Menulis adalah caranya untuk menunjukkan perasaannya, seperti kemarahannya dan keresahannya terhadap hal yang terjadi pada pengungsi kepada dunia.

Erfan Dana

Kami membuat tulisan secara gamblang dan mempublikasikannya melalui website yang dapat diakses oleh setiap orang. Hal ini untuk mengurai ketidaktahuan tentang kondisi yang sebenarnya.

Bagi Erfan, dia tidak dapat menurunkan penanya.
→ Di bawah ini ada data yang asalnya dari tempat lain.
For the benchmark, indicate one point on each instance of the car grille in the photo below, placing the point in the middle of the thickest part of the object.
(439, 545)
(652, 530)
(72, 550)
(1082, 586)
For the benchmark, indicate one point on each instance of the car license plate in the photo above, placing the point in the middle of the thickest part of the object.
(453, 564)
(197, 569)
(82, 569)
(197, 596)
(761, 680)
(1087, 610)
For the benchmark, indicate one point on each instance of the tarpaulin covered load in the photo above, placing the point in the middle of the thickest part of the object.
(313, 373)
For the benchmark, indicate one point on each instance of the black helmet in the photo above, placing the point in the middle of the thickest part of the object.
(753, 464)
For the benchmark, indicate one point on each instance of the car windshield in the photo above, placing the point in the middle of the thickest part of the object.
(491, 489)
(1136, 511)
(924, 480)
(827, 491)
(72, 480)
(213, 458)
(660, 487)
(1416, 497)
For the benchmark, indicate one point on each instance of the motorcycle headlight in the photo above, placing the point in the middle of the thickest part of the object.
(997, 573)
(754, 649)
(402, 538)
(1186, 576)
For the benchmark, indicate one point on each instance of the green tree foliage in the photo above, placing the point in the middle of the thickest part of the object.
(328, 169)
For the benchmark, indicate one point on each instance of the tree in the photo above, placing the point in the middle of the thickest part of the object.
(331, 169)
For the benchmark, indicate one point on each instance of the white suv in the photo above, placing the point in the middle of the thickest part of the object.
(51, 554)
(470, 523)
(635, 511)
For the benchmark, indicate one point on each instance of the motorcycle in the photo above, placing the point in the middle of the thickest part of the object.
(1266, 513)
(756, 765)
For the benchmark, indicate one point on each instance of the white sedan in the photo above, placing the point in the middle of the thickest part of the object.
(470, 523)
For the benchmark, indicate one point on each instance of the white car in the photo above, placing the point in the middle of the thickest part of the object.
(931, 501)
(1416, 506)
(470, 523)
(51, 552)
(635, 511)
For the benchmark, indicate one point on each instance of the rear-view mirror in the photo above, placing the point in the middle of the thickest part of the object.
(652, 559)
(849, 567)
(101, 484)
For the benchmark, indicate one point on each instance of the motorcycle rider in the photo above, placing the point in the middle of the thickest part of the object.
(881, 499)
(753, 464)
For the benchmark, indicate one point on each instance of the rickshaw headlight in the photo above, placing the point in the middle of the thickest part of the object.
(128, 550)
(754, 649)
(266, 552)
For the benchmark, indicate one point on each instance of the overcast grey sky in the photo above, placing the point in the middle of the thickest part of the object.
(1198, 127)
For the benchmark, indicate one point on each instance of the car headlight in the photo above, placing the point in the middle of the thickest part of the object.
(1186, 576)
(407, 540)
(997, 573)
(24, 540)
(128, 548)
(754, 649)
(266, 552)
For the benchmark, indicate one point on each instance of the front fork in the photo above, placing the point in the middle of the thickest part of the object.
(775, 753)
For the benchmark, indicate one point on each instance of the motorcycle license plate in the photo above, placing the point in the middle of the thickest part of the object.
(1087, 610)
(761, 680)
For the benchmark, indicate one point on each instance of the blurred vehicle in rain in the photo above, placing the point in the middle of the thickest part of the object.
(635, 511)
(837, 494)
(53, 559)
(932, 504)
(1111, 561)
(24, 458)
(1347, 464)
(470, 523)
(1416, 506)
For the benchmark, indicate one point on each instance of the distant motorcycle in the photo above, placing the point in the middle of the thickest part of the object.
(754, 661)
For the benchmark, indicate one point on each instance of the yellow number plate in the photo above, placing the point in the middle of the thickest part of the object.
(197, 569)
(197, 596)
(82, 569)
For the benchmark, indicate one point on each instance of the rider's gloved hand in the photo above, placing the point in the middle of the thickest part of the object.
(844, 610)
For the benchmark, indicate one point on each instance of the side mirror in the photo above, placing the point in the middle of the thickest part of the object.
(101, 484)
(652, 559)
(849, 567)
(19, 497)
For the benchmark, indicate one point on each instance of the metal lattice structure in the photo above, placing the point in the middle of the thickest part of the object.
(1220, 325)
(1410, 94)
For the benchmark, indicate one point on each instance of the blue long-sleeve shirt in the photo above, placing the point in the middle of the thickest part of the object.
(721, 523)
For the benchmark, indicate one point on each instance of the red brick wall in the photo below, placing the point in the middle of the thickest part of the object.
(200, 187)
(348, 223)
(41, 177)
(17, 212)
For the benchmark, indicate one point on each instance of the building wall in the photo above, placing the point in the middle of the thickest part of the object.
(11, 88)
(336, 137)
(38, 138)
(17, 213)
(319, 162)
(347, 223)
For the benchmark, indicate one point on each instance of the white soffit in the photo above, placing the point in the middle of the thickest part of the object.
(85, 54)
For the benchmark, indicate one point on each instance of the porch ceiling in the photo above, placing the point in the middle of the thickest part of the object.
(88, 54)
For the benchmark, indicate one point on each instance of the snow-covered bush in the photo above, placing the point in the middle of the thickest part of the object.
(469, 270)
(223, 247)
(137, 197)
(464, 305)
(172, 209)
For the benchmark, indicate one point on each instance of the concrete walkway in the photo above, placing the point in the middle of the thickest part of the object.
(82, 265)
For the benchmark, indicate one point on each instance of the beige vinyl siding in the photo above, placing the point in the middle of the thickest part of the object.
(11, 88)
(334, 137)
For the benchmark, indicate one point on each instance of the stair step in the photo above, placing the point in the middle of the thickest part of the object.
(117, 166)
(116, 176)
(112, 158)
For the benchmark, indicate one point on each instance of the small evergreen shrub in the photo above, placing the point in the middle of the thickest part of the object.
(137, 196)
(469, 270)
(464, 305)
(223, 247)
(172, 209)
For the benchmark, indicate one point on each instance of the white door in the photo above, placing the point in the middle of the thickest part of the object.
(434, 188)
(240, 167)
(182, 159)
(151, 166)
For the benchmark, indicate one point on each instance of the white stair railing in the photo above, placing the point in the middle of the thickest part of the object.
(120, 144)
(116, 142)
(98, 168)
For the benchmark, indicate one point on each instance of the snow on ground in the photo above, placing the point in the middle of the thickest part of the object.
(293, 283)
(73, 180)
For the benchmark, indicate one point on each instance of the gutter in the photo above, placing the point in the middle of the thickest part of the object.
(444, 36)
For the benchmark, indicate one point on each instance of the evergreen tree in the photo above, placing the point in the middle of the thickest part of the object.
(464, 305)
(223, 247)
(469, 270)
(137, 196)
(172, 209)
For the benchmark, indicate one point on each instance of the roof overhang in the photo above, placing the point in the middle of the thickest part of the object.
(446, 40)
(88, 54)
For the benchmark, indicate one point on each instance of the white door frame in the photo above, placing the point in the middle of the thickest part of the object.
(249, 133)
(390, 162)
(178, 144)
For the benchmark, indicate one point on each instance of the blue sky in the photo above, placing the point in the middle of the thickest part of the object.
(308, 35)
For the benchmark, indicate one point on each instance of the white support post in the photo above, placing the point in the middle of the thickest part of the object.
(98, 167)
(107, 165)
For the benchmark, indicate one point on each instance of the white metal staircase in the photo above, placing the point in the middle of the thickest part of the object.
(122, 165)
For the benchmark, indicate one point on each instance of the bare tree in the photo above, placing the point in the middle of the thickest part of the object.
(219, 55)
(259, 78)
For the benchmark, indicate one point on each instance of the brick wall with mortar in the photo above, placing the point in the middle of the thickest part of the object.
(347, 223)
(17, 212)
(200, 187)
Jika dia berhenti menulis, dia menggantungkan hidupnya pada mereka yang membuat sistem, dia tidak bisa melindungi perhatian media terhadap pengungsi. Saat menulis, dia bercerita dari pandangan seseorang yang hidup dalam ketidakpastian. Satu cara untuk mengubah sistem yang dihadapi pengungsi dan menulis adalah solusi yang bisa dia ambil. Menulis membuatnya bertemu banyak orang dan bahkan berjejaring.

Pengungsi hidup dalam ketidakpastian. Mereka bergantung pada bantuan organisasi-organisasi yang mengulurkan tangannya. Namun, tidak semua daerah di Indonesia yang menampung pengungsi dibantu oleh organisasi-organisasi tersebut, salah satunya di Jakarta. Mereka harus mampu mandiri secara finansial dalam keterbatasan yang ada dan sistem yang diterapkan. Menulis adalah senjata bagi mereka untuk menyampaikan aspirasi, menceritakan hal-hal yang belum pernah tersampaikan, mengurai benang kusut yang muncul dalam isu pengungsi. Bagi pembicara hari ini, menulis jadi media untuk membebaskan mereka dari sebuah label bernama pengungsi. Menyuarakan hal yang tidak pernah mereka suarakan sebelumnya.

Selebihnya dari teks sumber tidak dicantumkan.